The user receives a JWT token from the provider.

3

A backend service receives requests containing that token.

4

The Authentication Block verifies the token by: Validating signature via provider keys (with caching), Confirming token integrity and validity (expiry, issuer, audience as configured).

5

The service receives verified claims and continues with business logic.

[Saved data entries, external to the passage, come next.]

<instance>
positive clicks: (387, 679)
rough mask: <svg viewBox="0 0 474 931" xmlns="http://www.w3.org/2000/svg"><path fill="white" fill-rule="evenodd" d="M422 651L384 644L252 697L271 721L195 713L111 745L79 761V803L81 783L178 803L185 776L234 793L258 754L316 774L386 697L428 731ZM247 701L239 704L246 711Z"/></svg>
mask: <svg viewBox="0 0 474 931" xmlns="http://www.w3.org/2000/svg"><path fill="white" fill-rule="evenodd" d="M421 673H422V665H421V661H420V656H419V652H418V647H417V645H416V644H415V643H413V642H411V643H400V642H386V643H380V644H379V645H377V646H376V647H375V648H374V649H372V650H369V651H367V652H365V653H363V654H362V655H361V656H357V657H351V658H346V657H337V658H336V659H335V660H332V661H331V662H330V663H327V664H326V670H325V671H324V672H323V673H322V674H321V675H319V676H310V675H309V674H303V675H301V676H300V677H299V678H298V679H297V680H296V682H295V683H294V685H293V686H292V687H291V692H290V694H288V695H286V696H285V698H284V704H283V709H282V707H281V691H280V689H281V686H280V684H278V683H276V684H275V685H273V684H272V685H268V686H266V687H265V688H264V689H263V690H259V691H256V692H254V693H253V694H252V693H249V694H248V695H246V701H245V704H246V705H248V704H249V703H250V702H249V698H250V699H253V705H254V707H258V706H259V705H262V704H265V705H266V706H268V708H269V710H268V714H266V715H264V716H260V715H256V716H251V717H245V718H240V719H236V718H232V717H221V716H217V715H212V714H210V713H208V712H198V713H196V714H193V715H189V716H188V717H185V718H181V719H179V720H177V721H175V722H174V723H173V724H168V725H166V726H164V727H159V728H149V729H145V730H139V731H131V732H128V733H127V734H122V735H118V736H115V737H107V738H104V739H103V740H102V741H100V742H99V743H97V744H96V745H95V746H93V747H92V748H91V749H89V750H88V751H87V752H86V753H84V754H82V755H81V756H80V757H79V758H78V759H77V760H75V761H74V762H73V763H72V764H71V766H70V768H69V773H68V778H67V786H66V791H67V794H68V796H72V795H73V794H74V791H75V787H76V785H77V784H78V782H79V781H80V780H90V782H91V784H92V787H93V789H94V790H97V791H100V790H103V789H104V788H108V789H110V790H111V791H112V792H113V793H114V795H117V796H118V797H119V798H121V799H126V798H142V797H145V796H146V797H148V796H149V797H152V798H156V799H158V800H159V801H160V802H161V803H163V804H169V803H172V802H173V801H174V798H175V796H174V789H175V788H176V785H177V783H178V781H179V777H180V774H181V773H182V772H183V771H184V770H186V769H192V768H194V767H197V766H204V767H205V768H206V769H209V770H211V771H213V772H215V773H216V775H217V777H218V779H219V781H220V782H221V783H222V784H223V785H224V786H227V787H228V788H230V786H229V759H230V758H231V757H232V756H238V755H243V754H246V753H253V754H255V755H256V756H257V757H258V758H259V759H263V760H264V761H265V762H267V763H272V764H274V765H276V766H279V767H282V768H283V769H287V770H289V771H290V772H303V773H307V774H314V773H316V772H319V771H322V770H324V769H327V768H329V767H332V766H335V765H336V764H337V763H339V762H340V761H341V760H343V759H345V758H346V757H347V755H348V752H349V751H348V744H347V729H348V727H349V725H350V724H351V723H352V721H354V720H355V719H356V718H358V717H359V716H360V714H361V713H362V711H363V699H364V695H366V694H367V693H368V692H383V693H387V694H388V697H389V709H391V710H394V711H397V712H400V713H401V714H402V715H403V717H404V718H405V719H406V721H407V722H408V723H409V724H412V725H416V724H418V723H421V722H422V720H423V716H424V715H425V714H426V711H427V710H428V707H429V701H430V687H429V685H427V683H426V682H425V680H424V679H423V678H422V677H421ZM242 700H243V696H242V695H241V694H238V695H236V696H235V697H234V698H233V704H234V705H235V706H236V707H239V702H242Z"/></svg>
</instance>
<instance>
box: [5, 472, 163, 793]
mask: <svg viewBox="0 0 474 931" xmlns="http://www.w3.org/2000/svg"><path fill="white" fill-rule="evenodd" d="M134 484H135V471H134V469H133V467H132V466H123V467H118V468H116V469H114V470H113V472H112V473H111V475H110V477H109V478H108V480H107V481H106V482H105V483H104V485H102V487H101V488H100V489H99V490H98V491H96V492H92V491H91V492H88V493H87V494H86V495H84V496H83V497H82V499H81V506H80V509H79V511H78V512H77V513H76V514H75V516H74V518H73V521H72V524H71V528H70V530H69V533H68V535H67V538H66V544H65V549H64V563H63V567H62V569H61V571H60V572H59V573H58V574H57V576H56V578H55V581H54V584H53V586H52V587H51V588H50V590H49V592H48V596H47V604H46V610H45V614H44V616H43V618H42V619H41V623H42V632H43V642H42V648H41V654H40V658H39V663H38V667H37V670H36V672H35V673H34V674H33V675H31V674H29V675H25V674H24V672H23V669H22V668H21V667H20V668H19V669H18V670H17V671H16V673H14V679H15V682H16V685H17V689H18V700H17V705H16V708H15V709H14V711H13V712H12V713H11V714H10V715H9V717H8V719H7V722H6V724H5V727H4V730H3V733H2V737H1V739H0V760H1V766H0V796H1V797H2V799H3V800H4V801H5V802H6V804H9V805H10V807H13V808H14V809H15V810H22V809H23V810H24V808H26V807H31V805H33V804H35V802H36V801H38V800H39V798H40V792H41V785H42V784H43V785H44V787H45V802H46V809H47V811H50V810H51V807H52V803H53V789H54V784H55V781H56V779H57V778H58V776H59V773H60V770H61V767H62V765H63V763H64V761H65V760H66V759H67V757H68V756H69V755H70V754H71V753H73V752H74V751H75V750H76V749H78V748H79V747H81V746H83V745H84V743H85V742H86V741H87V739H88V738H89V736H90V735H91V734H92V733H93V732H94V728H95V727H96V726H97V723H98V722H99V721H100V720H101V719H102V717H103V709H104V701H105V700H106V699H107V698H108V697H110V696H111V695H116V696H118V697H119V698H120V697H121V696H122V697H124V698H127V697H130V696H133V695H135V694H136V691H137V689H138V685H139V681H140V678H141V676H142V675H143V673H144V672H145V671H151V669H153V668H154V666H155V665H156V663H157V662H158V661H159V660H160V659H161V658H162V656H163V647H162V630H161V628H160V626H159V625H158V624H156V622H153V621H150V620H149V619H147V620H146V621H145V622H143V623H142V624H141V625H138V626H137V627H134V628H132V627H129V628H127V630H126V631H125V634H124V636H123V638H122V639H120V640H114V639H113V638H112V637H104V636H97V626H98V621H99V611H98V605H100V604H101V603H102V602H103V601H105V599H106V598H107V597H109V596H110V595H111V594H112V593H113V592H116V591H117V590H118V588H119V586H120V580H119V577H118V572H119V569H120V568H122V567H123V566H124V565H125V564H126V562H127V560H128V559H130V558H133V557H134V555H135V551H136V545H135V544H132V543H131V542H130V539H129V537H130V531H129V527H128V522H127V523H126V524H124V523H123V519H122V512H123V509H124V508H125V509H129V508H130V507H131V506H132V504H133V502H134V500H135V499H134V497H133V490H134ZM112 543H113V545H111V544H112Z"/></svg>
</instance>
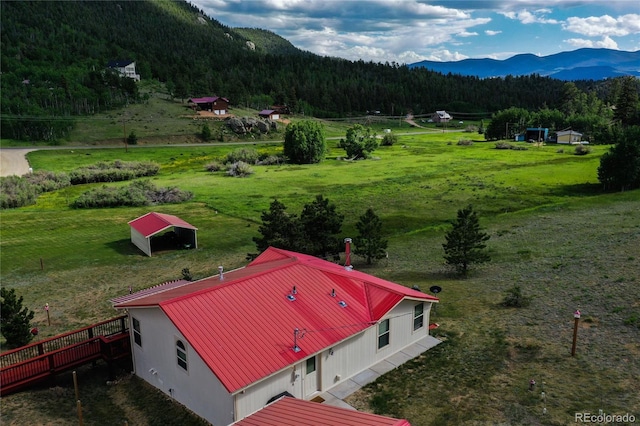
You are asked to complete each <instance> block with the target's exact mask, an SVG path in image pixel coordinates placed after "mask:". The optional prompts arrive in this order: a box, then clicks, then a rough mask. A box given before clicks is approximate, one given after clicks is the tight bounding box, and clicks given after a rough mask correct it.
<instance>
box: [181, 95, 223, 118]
mask: <svg viewBox="0 0 640 426" xmlns="http://www.w3.org/2000/svg"><path fill="white" fill-rule="evenodd" d="M187 103H188V104H190V105H191V107H192V108H194V109H199V110H201V111H209V112H212V113H214V114H215V115H225V114H227V110H228V109H229V99H227V98H222V97H220V96H206V97H204V98H191V99H189V100H188V101H187Z"/></svg>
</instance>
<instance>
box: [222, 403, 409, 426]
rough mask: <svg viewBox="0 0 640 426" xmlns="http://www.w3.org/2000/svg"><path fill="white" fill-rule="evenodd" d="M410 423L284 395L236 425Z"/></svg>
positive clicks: (335, 424) (335, 425)
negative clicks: (298, 398)
mask: <svg viewBox="0 0 640 426" xmlns="http://www.w3.org/2000/svg"><path fill="white" fill-rule="evenodd" d="M258 425H260V426H282V425H296V426H320V425H322V426H344V425H357V426H411V424H410V423H409V422H408V421H406V420H399V419H394V418H392V417H386V416H380V415H377V414H371V413H364V412H361V411H356V410H349V409H347V408H341V407H332V406H330V405H326V404H317V403H315V402H310V401H304V400H301V399H296V398H291V397H289V396H284V397H282V398H280V399H277V400H276V401H275V402H272V403H271V404H269V405H267V406H266V407H264V408H263V409H262V410H260V411H258V412H256V413H254V414H252V415H250V416H249V417H247V418H245V419H243V420H240V421H238V422H236V423H234V424H233V426H258Z"/></svg>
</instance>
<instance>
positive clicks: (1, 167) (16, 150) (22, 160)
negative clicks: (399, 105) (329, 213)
mask: <svg viewBox="0 0 640 426" xmlns="http://www.w3.org/2000/svg"><path fill="white" fill-rule="evenodd" d="M416 127H421V126H418V125H416ZM441 131H442V130H437V131H431V130H429V131H420V132H410V133H396V134H397V135H398V136H403V135H418V134H423V133H440V132H441ZM449 131H450V130H447V132H449ZM327 139H336V140H337V139H340V137H329V138H327ZM277 142H282V141H263V142H257V143H277ZM232 144H233V145H255V144H256V142H255V141H251V142H234V143H232ZM232 144H231V143H228V142H226V143H225V142H222V143H215V142H214V143H204V144H199V145H198V146H223V145H232ZM144 146H145V145H135V146H131V145H129V148H141V147H144ZM154 146H155V147H158V146H171V147H176V146H194V144H172V145H154ZM147 147H148V145H147ZM64 148H65V147H39V148H2V149H0V176H11V175H18V176H23V175H26V174H27V173H29V167H30V166H29V162H28V161H27V158H26V157H25V156H26V155H27V153H29V152H31V151H37V150H39V149H64ZM95 148H122V145H110V146H80V147H78V146H74V147H73V149H95Z"/></svg>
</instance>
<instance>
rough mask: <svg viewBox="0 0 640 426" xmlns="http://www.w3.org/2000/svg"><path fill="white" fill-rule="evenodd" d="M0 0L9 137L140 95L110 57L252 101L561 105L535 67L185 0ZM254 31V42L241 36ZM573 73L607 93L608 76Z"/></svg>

SDK Mode: The service verifies tokens locally using the Python SDK.
Container Service Mode: Services call the verification endpoint over HTTP.
05.

System Interaction

Placement & Triggers

  • Sits at the boundary of protected services, close to request handling.
  • Works alongside gateways or BFF layers, but does not require them.
  • Standardizes identity verification so downstream services can focus on business logic.

Supported Architectures

Frontend → IdP → API Gateway/BFF → MicroservicesBackend-to-backend service calls with shared token validation behaviorMobile and multi-tenant setups where providers may vary
06.

Experience Surface

This block is mostly invisible to end users. Its effect is experienced indirectly through: Consistent login success/failure behavior, Predictable session and access validation across services, Reduced “random auth errors” caused by inconsistent token handling. In enterprise contexts, it enables the product to support SSO flows without custom auth logic per service.

07.

Design Assets

Available Resources

This building block is primarily backend-facing, so UI assets are optional. Auth Status Banner (optional) Purpose: A minimal pattern for showing “signed in / session expired” states consistently. Key elements: status label, refresh action, support link.

08.

When to use

You have multiple services that need consistent authentication behavior.
You support both consumer login and enterprise SSO (or plan to).
You want a clean path to add providers over time without rewriting auth across services.
You want teams to integrate auth quickly without becoming identity specialists.
09.

Risks & Guidelines

Common Risks
  • Treating token verification as authorization (“JWT valid” ≠ “user can do this action”).
  • Mixing integration modes inconsistently across services without clear ownership.
  • Overexposing optional endpoints that aren’t required for a given product surface.
Safety Guidelines
  • Keep authorization decisions in the product domain; use the block only for identity verification.
  • Establish a standard integration mode by context (SDK for internal services, REST for heterogeneous stacks).
  • Use feature flags and least-privilege exposure for optional endpoints.
11.

How to Measure Success

How will we know this pattern is strengthening trust?

North Star Metric

North Star

Token Verification Success Rate: percentage of verification attempts that return a valid, verified result (excluding intentionally invalid tokens).

Verification Latency

Measures how fast token verification completes. Useful to validate the “fast path” promise, especially in SDK mode vs service mode.

Verification Failure Breakdown

Counts failures by reason category (expired token, invalid signature, issuer/audience mismatch, missing token, malformed token).

Provider Mix Over Time

Percentage of verified tokens by provider (Cognito vs Okta).